Figure 1 shows a labeling result obtained using our approach: Labels are nicely spread around feature-dense areas, with smooth non-crossing leaders between features and labels. Since our method is image-based, it can be used for a wide array of labeling applications. It is particularly suitable when the data contain some dense areas or areas where no labels should be placed, but generally has enough space for the labels.

Fig. 1

Details of our label placement results for a German train station data set [39] for the area surrounding Dortmund

Related work

Automated label placement

Automated labeling has been an active research area for decades, so a comprehensive review of all related work is beyond the scope of this paper. We focus on highlighting major developments and the works closely related to our approach. We refer the reader to the bibliography by Wolff and Strijk [39] for an extensive list of published heuristics and to the survey by Van Garderen [37] for a detailed literature review. Label placement in 3D settings is discussed in depth by Kouřil et al. [22].
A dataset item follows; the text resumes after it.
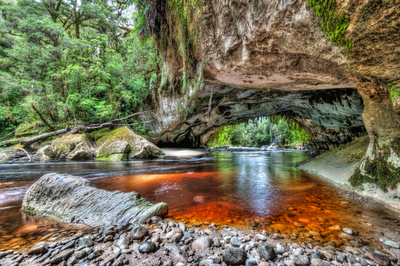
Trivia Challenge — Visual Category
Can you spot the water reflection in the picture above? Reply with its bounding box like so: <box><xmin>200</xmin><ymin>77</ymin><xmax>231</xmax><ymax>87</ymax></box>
<box><xmin>0</xmin><ymin>152</ymin><xmax>400</xmax><ymax>249</ymax></box>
The labeling problem originated in cartography as the problem of placing textual labels on geographical maps, resulting in the internal labeling model. This model has been studied most extensively; proposed approaches include integer linear programs [41], expert systems [12], simulated annealing [6], and combinatorial optimization [38]. Closely related to internal labeling is the overlap removal problem, where labels are not placed adjacent to some feature (e.g., a point) but instead of it. Their initial positions then have to be adjusted to avoid overlap. Proposed heuristics for this problem include force-based methods [29], constrained optimization [7], and proximity stress [14].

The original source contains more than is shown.